Australia's 'APEC Privacy Initiative'

The two following documents are first drafts by Mr Peter Ford, First Assistant Secretary of the Information and Security Law Division, Federal Attorney General's Department, Australia
They were presented to an APEC working group in March 2003, and are available here only for the purposes of private work and study, and should not be disseminated - Graham Greenleaf

    Version 1


    [OECD Privacy Principles with amendments as shown - THIS VERSION ONLY SHOWS THE AMENDMENTS, NOT THE 'STRUCK THROUGH TEXT]

    1. Collection limitation

    There should be limits to the collection of personal information[1] and any such information should be obtained by lawful and fair means and, where appropriate, with the knowledge or consent of the person whose information is collected[2].

    Alternative: 1.1 Organisations should only collect personal information that is necessary for what they do.

    1.2 Organisations should only collect personal information by lawful and fair means and, where appropriate, with the knowledge or consent of the person whose information is collected.

    2. Quality of collections of personal information

    Any collection of personal information should be relevant to the purposes for which it is to be used, and, to the extent necessary for those purposes, should be accurate, complete and kept up-to-date.

    3. Purpose Specification

    3.1 Organisations should tell people whose information they collect who they are and what they intend to do with the information collected.

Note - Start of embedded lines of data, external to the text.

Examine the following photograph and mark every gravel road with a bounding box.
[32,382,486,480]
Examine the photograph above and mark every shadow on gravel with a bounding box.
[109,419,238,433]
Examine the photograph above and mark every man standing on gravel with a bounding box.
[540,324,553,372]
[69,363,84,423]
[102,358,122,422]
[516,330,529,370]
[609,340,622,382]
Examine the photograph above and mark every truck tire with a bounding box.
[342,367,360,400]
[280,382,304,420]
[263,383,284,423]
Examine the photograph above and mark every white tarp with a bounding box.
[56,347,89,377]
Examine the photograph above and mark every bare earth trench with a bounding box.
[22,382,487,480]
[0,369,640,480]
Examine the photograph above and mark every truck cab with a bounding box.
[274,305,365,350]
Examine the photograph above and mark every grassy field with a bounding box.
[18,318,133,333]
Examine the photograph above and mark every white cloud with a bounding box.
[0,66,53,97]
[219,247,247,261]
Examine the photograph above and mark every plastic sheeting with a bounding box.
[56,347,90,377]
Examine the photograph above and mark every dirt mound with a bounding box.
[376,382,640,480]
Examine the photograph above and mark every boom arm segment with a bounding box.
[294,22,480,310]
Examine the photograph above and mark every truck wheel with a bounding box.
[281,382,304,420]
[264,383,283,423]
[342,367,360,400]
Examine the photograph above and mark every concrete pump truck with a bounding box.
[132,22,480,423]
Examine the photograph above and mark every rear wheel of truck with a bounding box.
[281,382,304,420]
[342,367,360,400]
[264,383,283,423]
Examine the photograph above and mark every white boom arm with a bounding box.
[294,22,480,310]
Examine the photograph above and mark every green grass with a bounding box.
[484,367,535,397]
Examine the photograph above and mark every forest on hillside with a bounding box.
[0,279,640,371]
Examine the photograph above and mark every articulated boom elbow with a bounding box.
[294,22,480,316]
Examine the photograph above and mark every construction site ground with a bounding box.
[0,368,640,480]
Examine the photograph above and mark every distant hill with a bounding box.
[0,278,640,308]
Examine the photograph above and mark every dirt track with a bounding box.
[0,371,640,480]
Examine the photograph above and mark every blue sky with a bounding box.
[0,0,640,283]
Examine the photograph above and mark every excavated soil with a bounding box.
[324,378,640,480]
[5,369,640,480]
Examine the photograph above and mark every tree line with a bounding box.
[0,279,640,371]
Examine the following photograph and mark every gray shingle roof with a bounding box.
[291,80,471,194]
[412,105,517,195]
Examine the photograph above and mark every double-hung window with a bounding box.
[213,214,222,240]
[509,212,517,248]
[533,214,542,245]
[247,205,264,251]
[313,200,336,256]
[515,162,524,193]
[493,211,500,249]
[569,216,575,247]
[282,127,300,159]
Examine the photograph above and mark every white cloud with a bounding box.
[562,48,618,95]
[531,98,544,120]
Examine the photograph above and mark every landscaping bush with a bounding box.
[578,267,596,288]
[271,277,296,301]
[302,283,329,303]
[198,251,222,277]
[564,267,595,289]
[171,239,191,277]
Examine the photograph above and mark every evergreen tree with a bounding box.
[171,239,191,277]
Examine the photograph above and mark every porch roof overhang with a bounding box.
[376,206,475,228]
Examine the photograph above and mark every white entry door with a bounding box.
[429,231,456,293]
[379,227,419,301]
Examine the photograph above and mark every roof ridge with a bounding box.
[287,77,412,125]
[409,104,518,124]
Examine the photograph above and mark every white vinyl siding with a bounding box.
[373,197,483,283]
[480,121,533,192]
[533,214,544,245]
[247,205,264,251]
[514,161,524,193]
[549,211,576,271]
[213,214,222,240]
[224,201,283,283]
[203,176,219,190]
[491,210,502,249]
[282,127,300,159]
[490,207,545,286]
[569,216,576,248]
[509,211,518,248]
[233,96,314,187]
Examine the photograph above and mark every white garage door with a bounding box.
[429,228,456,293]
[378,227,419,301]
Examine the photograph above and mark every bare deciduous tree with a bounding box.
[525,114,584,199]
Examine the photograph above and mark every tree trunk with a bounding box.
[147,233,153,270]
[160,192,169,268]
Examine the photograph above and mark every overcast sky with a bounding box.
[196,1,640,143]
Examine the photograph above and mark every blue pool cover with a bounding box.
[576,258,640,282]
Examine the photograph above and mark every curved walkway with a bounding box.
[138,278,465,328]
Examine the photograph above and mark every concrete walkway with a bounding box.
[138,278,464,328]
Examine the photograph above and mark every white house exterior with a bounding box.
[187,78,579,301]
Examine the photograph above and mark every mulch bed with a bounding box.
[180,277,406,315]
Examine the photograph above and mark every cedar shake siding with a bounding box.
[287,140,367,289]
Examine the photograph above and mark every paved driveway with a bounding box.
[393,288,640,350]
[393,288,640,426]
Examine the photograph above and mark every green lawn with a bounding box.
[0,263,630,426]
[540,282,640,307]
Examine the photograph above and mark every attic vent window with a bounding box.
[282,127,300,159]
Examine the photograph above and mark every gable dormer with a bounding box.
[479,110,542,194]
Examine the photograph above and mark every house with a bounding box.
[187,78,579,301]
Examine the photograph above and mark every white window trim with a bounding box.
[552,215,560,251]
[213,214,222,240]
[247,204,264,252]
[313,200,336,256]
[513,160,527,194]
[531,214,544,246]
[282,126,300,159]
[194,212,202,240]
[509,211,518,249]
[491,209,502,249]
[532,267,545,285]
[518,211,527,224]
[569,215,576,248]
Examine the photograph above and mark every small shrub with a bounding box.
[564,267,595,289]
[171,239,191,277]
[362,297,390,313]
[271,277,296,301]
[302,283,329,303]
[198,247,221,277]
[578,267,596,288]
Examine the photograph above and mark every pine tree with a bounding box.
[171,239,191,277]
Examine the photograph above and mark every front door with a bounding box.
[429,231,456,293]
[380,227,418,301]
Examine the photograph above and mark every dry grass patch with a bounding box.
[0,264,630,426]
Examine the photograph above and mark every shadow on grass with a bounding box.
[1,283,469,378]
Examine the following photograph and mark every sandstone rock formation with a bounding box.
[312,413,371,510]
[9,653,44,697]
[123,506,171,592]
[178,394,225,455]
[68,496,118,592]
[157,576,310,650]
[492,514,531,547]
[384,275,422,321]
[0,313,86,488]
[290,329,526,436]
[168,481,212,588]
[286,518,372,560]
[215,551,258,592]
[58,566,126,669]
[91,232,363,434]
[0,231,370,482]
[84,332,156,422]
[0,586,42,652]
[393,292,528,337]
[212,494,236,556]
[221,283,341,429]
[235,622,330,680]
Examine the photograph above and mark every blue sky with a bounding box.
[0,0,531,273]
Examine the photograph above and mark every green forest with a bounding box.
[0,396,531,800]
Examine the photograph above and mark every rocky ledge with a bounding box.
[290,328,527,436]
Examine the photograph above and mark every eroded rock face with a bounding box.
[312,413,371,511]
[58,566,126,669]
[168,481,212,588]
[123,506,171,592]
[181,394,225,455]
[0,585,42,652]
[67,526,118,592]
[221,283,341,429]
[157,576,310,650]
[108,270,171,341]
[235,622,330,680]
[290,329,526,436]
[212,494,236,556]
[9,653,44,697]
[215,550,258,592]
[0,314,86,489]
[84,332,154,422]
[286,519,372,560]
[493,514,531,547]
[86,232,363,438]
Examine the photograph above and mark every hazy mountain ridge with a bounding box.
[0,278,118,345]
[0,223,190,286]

     3.2 Personal information should not be used for any purpose which is inconsistent with the purposes for which it has been collected.

    4. Use Limitation

    Personal information should not be disclosed, made available or otherwise used for purposes other than those specified in accordance with Principle 3 except:

     a) with the consent of the person whose information is collected; or

     b) by the authority of law.

    5. Security Safeguards

    Personal information should be protected by reasonable security safeguards against such risks as loss or unauthorised access, destruction, use, modification or disclosure of data.

    6. Openness

    There should be a general policy of openness about developments, practices and policies with respect to personal information. Means should be readily available of establishing the existence and nature of personal information collections, and the main purposes of their use, as well as the identity and usual residence of any person who collects or holds personal information.

    7. Individual Participation

    An individual should have the right:

     a) to obtain from any other person or organisation confirmation of whether or not that person or organisation has information relating to him or her;

     b) to have communicated to him or her, personal information relating to him or her

  •  within a reasonable time;
  •  at a charge, if any, that is not excessive;
  •  in a reasonable manner; and
  •  in a form that is readily intelligible to him or her;

  • c) to be given reasons if a request made under subparagraphs(a) and (b) is denied, and to be able to challenge such denial; and
    d) to challenge the accuracy of records relating to him or her and, if the challenge is successful to have the records erased, rectified, completed or amended.

    8 Accountability

    A person or organisation who holds or collects personal information should be accountable for complying with measures which give effect to the principles stated above.


    (Version 1)

    [Comments are sought on the following options.]


    Option 1 - Adherence by economies to statement of principles
    The procedure under this option would be for those economies which wished to implement the principles, or considered that they already implemented them, to make this fact known to other member economies. This is the least ambitious option. Other economies would decide unilaterally what significance they would attach to such a declaration. In some cases, domestic law may require some assessment of privacy protection measures in other economies where personal information is to be transferred across national borders.

    Option 2 - Self-certification by economies; compliance by business with national laws
    Economies would certify by some formal procedure that their law complies with the principles and a record would be kept by the Secretariat of economies which had certified to this effect. A certification would be accepted by other economies as a basis upon which personal information could be transferred across national borders. Companies would continue to be bound by the laws of the economies in which they are resident and in which they do business.

    Option 3 - Self-assessment by economies coupled with peer review
    Procedures would be developed with reference to those of the Financial Action Task Force but not involving the power to declare that any economy is not in compliance. The relevance of the Financial Action Task Force procedures would be to serve as a basis upon which self-assessment and peer review methodologies might be developed. A description of those procedures can be obtained if required.

    Option 4 - Development of internal binding codes by global companies
    This approach would enable global companies and multinational groups to develop codes which would be recognised throughout the region, and perhaps globally, as complying with the principles. It would require some assessment procedure involving supervisory authorities. Important contributors to work in this area would be those companies who have been working on global codes of practice.

    Option 5 - Development of guidelines for protecting privacy across borders
    This approach would be directed towards the development of a framework to facilitate cooperation between supervisory bodies in different economies. It could be adopted in combination with option 4. In this context, it would be useful to develop guidance on how authorities in member economies could co-operate to ensure compliance with codes and thereby give assurance of their effectiveness in a cross-border context.

    [any other options?]

    [1] I have preferred the term 'personal information' to 'personal data' and have also substituted other terms for 'data subject' and 'data controller' which seem inappropriate in the context of the Internet.

    [2] This term refers to the person to whom the information relates.